Finalmente vio al chico levantarse camino hacia las rejas, pudo ver su rostro amoratado, pero pese a ello sonreía, realmente era un chico raro… pero de igual forma tenía un aire tan fresco y tan espontaneo, parecido al de Ami pero con más fuerza, comprendía que la educación nipona era bastante rígida y Ami solía esconder esa chispa de alegría para enfocarse en sus deber como estudiante modelo y eso él lo sabía mejor que nadie.

En algún momento sus miradas se cruzaron y se quedaron mirando el uno al otro, varios cuestionamientos cruzaron por la cabeza de Darien pero ninguno de ellos salió de su boca, al contrario de Seiya que fue el primero en hablar de los dos.
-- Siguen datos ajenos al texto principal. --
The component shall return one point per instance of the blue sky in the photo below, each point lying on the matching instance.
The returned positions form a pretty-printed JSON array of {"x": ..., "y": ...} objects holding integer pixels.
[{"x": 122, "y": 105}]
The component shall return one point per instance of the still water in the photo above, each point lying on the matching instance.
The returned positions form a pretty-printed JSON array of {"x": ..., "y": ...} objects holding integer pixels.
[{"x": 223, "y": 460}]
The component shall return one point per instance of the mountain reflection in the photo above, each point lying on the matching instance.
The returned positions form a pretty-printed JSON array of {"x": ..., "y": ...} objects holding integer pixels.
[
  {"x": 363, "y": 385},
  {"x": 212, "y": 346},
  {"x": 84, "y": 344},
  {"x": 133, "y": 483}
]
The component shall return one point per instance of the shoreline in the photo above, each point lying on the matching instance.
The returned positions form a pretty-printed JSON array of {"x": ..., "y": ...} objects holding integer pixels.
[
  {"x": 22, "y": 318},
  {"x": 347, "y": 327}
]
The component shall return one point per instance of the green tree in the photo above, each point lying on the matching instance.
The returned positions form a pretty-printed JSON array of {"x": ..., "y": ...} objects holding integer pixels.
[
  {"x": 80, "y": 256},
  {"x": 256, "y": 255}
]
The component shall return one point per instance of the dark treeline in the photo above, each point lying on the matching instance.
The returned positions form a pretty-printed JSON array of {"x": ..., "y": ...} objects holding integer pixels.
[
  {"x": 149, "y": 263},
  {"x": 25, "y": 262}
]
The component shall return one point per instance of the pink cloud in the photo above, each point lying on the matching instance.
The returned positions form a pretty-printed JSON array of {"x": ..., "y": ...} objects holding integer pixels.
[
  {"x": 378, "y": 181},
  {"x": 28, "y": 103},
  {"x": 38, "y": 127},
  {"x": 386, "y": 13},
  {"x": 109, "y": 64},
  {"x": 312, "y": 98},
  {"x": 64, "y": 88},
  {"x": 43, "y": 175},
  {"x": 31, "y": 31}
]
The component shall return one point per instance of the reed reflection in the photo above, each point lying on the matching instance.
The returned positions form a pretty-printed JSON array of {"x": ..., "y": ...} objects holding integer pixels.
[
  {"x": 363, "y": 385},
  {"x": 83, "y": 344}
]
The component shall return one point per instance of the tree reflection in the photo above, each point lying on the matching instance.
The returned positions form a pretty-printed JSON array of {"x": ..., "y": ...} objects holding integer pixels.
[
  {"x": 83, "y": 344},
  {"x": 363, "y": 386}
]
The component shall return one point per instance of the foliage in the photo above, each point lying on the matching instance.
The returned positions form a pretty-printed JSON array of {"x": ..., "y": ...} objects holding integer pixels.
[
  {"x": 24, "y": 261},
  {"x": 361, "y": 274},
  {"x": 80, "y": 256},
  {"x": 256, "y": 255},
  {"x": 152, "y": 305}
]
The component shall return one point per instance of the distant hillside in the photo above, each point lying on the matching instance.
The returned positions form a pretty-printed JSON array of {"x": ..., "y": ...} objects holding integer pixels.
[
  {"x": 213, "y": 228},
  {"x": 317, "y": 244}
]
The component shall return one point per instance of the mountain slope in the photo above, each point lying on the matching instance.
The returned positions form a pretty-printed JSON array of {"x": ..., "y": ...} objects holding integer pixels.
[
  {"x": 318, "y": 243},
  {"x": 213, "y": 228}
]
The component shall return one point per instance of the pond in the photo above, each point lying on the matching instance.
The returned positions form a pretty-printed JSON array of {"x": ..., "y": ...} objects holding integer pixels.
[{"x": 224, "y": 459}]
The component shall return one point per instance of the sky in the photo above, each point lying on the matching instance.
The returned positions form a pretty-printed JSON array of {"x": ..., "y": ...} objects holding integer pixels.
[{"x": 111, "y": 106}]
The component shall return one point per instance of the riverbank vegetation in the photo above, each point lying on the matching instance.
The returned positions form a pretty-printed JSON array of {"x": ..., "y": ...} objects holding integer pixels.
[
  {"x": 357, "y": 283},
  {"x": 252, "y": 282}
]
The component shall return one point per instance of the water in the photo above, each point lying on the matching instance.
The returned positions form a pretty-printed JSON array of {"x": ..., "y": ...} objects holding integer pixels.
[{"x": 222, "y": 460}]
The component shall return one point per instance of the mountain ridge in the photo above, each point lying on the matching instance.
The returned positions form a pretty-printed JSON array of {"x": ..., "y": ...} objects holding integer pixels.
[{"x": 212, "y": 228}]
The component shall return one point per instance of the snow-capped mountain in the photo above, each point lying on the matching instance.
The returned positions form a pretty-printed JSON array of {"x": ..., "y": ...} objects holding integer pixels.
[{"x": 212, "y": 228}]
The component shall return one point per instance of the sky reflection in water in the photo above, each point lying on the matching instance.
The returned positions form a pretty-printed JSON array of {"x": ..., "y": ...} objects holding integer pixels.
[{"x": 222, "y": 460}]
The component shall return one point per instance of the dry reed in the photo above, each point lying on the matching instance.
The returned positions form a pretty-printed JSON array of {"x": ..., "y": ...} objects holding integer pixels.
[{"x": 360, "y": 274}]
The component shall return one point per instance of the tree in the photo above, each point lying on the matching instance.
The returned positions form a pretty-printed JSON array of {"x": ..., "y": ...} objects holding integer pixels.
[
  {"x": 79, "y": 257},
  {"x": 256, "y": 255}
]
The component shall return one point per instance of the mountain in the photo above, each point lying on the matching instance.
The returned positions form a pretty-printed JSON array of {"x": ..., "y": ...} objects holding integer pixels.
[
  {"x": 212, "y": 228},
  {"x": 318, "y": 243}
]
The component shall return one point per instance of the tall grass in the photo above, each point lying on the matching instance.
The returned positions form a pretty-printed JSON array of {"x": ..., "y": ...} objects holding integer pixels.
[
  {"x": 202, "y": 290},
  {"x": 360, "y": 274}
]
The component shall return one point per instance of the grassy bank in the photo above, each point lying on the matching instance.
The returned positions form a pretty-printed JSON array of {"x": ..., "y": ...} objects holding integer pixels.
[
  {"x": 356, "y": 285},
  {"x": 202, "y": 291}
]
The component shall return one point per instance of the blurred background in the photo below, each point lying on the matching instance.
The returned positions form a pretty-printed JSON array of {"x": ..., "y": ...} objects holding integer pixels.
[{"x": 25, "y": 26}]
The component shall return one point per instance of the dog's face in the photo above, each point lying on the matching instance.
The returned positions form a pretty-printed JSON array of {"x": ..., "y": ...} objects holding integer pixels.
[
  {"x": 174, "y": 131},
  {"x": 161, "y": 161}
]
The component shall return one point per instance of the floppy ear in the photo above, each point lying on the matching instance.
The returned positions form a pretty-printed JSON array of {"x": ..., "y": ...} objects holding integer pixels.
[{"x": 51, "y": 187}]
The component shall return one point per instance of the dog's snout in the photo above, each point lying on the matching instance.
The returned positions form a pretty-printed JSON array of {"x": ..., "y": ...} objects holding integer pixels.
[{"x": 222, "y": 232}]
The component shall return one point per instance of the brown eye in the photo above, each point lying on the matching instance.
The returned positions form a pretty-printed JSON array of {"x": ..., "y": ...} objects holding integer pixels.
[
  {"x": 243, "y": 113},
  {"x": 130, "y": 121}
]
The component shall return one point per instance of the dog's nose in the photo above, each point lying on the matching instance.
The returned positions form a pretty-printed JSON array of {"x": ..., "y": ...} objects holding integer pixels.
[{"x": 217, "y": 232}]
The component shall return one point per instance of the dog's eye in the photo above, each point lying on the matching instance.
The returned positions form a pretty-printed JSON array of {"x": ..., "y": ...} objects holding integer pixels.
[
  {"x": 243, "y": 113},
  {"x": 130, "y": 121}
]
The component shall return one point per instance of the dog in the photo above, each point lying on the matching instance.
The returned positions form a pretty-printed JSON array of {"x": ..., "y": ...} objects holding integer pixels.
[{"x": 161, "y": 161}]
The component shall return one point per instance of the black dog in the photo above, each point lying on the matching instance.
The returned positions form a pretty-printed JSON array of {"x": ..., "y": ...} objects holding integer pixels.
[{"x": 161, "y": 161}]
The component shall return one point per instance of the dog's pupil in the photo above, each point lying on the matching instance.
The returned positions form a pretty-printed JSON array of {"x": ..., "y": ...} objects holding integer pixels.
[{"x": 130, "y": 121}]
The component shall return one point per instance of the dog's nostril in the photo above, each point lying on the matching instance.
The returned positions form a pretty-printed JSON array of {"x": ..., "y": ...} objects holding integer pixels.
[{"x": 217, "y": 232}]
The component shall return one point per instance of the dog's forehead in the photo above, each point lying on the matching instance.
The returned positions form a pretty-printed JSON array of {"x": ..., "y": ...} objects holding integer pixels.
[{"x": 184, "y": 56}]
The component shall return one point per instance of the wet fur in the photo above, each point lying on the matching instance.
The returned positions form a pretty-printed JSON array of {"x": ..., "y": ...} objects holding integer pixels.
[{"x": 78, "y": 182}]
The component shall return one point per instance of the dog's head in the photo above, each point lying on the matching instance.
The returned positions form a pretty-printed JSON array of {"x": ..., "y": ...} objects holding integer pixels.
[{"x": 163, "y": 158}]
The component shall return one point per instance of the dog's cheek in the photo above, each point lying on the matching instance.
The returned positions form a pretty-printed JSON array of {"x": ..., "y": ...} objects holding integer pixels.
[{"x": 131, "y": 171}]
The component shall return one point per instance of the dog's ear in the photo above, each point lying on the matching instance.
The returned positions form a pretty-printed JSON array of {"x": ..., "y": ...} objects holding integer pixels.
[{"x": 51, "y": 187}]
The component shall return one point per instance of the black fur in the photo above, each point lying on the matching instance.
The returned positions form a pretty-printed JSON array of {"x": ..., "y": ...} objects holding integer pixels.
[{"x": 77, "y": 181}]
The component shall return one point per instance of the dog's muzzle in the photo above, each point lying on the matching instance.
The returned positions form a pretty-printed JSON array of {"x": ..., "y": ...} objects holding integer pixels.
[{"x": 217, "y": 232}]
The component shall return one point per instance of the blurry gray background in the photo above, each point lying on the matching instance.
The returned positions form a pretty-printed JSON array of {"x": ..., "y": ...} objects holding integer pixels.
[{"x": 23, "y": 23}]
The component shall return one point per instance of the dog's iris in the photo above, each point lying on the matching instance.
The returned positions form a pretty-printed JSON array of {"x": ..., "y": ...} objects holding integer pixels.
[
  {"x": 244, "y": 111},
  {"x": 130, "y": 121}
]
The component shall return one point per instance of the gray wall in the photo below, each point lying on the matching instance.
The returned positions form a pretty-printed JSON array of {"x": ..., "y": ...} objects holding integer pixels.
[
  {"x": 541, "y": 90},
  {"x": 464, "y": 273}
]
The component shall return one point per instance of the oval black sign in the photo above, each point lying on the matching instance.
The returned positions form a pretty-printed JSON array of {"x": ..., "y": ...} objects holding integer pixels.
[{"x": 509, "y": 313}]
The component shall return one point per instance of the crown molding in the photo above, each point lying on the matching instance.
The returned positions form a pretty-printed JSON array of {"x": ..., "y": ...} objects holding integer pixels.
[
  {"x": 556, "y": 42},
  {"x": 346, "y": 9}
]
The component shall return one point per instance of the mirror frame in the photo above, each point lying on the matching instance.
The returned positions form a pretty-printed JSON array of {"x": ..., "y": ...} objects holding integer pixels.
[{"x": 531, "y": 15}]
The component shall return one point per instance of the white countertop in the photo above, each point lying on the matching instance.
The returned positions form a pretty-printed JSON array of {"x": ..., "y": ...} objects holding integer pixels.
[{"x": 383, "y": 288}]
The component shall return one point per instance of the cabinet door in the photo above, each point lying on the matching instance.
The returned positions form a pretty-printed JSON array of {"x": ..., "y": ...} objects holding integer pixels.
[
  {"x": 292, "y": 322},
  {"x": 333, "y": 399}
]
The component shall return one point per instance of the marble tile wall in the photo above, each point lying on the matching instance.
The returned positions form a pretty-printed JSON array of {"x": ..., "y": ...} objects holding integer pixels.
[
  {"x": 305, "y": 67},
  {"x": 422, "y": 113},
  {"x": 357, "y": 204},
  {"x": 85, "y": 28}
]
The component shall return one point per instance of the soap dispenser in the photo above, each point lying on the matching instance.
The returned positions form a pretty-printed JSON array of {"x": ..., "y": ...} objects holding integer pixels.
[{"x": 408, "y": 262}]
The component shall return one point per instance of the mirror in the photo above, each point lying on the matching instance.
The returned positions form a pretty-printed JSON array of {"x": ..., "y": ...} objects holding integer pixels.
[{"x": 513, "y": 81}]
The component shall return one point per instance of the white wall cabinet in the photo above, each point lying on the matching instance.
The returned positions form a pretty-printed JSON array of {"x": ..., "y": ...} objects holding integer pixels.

-¡Vaya, pero si es el profesor Shields!, ¡qué hace usted por aquí!- saludo sardónico- no será por andar tras sus alumnas…-

Lo que irritaba a Darien con respecto a ese joven no eran sus insinuaciones totalmente fuera de lugar si no el tono de su voz, camino hacia él conteniendo su ira – Usted se equivoca…- se defendió.

-Claro…-

Pero ambos tuvieron que detener su pequeña batalla personal cuando dos gendarmes se acercaron a los separos y ambos hombres miraron hacia dentro de la celda, la cual se sumió en un absoluto silencio. Uno de ellos señalo a los dos jóvenes y les indico que se acercaran a la puerta, la cual fue abierta por su compañero, ambos salieron y siguieron a los policías.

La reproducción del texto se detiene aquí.